Hive Scripts – Transform Data

Hive Scripts – Transform Data

Create a transformation script:

  • ETL script fixes the dates in the sales data
  • Inserts the transformed data into the new table

1. Create Transform script

code .\emr_pipeline\scripts\transform_data.hql
INSERT OVERWRITE TABLE sales_data
SELECT
    `region`,
    `country`,
    `item_type`,
    `sales_channel`,
    `order_priority`,
    CASE
      WHEN `order_date` RLIKE '([0-9]{2}\-[0-9]{2}\-[0-9]{4})'
        THEN CAST(from_unixtime(unix_timestamp(`order_date` , 'MM-dd-yyyy')) AS DATE)
      WHEN `order_date` RLIKE '([0-9]{1,2}\/[0-9]{1,2}\/[0-9]{4})'
        THEN CAST(from_unixtime(unix_timestamp(`order_date` , 'MM/dd/yyyy')) AS DATE)
      ELSE NULL
    END AS `order_date`,
    `order_id`,
    CASE
      WHEN `ship_date` RLIKE '([0-9]{2}\-[0-9]{2}\-[0-9]{4})'
        THEN CAST(from_unixtime(unix_timestamp(`ship_date` , 'MM-dd-yyyy')) AS DATE)
      WHEN `ship_date` RLIKE '([0-9]{1,2}\/[0-9]{1,2}\/[0-9]{4})'
        THEN CAST(from_unixtime(unix_timestamp(`ship_date` , 'MM/dd/yyyy')) AS DATE)
    END AS `ship_date`,
    CAST(`units_sold` AS INTEGER) AS units_sold,
    CAST(`unit_price` AS DECIMAL) AS unit_price,
    CAST(`unit_cost` AS DECIMAL) AS unit_cost,
    CAST(`total_revenue` AS DECIMAL) AS total_revenue,
    CAST(`total_cost` AS DECIMAL) AS total_cost,
    CAST(`total_profit` AS DECIMAL) AS total_profit 
FROM sales_data_raw

This SQL code is designed to load and transform data from the sales_data_raw table into the sales_data table.

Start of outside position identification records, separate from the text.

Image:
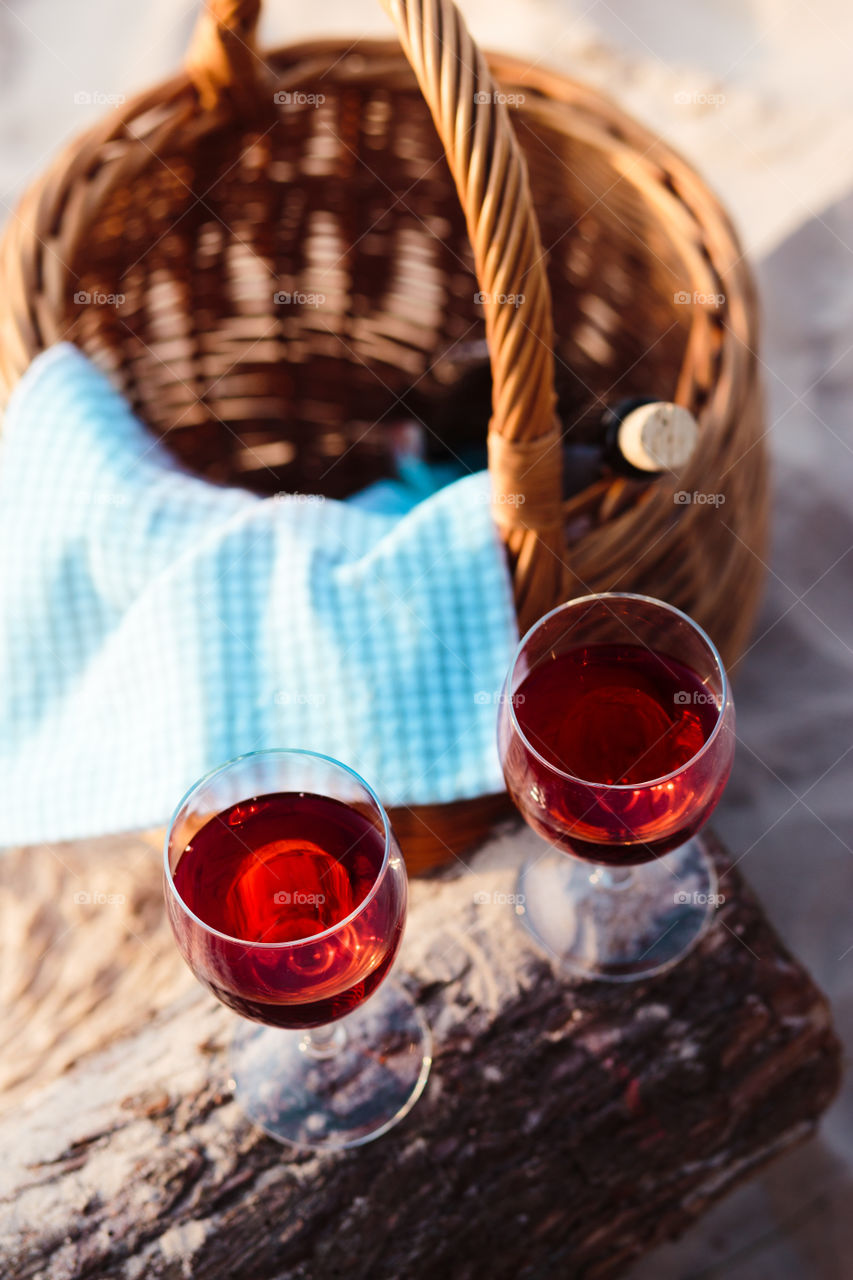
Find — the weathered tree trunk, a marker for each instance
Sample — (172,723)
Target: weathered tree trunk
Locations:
(566,1127)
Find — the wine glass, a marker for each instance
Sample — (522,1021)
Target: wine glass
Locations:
(286,891)
(616,739)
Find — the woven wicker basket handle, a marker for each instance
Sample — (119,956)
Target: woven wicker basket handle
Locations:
(491,177)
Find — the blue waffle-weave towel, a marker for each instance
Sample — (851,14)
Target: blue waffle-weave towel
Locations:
(154,625)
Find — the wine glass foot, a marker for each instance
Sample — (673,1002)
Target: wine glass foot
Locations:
(619,924)
(342,1087)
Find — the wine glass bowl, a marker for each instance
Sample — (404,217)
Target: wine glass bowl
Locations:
(287,894)
(670,727)
(616,735)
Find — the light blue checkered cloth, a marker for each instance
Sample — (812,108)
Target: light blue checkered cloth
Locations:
(153,625)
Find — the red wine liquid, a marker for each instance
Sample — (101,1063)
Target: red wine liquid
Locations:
(614,716)
(615,713)
(286,868)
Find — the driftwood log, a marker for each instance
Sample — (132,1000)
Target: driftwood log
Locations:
(566,1128)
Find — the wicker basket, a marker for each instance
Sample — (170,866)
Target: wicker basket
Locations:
(318,170)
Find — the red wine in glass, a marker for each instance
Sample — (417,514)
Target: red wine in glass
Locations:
(286,868)
(616,739)
(286,891)
(615,714)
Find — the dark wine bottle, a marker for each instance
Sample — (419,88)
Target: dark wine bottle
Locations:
(639,438)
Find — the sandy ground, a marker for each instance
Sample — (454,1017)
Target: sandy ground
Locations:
(779,149)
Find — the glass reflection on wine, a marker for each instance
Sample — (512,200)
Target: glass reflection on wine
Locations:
(287,895)
(616,739)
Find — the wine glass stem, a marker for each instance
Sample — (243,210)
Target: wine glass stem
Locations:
(323,1041)
(611,877)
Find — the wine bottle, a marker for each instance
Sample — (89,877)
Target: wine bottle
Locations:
(639,439)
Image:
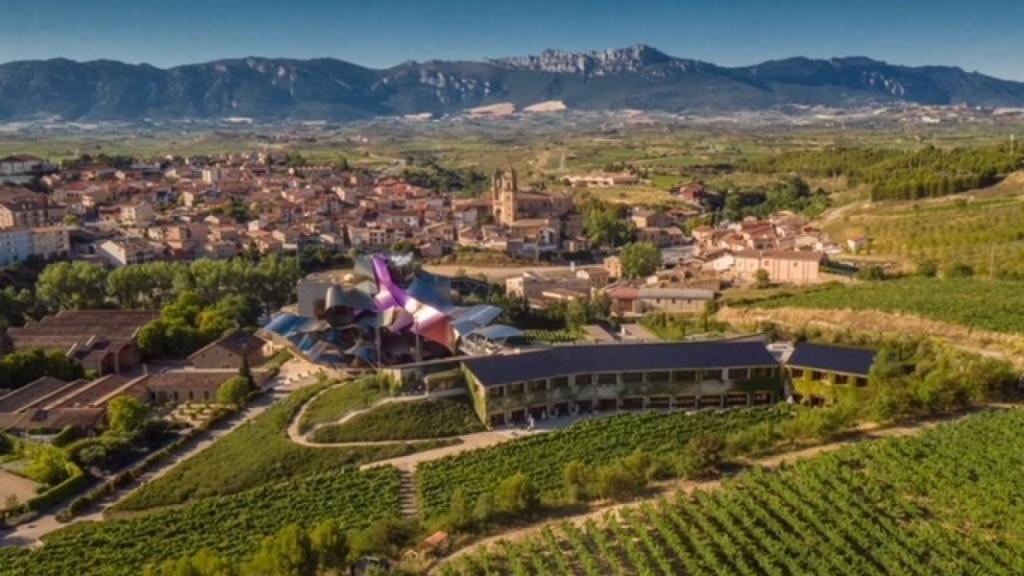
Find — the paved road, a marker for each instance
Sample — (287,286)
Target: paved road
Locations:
(31,533)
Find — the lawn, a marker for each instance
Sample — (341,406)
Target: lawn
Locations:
(338,401)
(989,304)
(984,229)
(257,453)
(406,420)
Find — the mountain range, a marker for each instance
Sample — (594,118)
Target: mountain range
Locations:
(636,78)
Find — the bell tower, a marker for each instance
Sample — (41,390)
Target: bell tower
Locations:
(504,204)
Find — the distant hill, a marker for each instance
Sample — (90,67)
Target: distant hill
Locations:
(636,78)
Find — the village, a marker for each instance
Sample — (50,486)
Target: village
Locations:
(263,203)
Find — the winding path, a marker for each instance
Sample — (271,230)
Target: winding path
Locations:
(406,463)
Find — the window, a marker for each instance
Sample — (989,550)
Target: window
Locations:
(632,377)
(736,374)
(684,375)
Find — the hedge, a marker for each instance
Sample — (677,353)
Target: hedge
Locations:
(127,477)
(72,485)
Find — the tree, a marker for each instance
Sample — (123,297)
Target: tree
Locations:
(516,495)
(127,415)
(233,392)
(761,279)
(19,368)
(48,464)
(289,552)
(331,544)
(386,537)
(606,225)
(73,286)
(640,259)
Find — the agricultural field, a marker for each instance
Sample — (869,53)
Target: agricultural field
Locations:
(338,401)
(256,454)
(406,420)
(987,304)
(942,502)
(983,229)
(232,526)
(591,443)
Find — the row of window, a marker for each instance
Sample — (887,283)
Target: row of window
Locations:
(612,378)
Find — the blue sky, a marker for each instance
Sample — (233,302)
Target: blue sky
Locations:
(982,35)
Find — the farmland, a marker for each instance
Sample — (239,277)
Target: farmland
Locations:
(942,502)
(988,304)
(983,229)
(255,454)
(593,442)
(230,526)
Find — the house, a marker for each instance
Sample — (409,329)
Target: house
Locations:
(614,266)
(586,378)
(228,351)
(783,266)
(190,385)
(103,340)
(638,301)
(28,209)
(136,214)
(24,164)
(124,251)
(15,245)
(822,372)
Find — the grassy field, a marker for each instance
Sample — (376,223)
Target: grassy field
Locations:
(232,526)
(943,502)
(989,304)
(406,420)
(983,229)
(256,454)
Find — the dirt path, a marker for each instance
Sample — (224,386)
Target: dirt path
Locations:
(31,533)
(598,510)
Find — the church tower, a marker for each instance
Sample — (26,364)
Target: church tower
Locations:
(504,204)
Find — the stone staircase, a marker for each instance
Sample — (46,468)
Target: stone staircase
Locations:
(409,496)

  1. Insert Overwrite: The command replaces any existing data in the sales_data table with new data.

  2. Data Selection and Transformation:

  • Various fields like region, country, and order_id are selected directly.
  • The order_date and ship_date fields are checked for specific formats (MM-dd-yyyy or MM/dd/yyyy) using regular expressions and are converted to the proper DATE type.
  • If the date format doesn’t match, the values are set to NULL.
  • Other numeric fields like units_sold, unit_price, and total_revenue are cast to appropriate types (INTEGER for whole numbers and DECIMAL for currency) for better data integrity.
  1. Source Table: The data is sourced from the sales_data_raw table, which contains unprocessed data.

In summary, this code cleans and formats the raw sales data, ensuring it is properly structured for analysis in the sales_data table.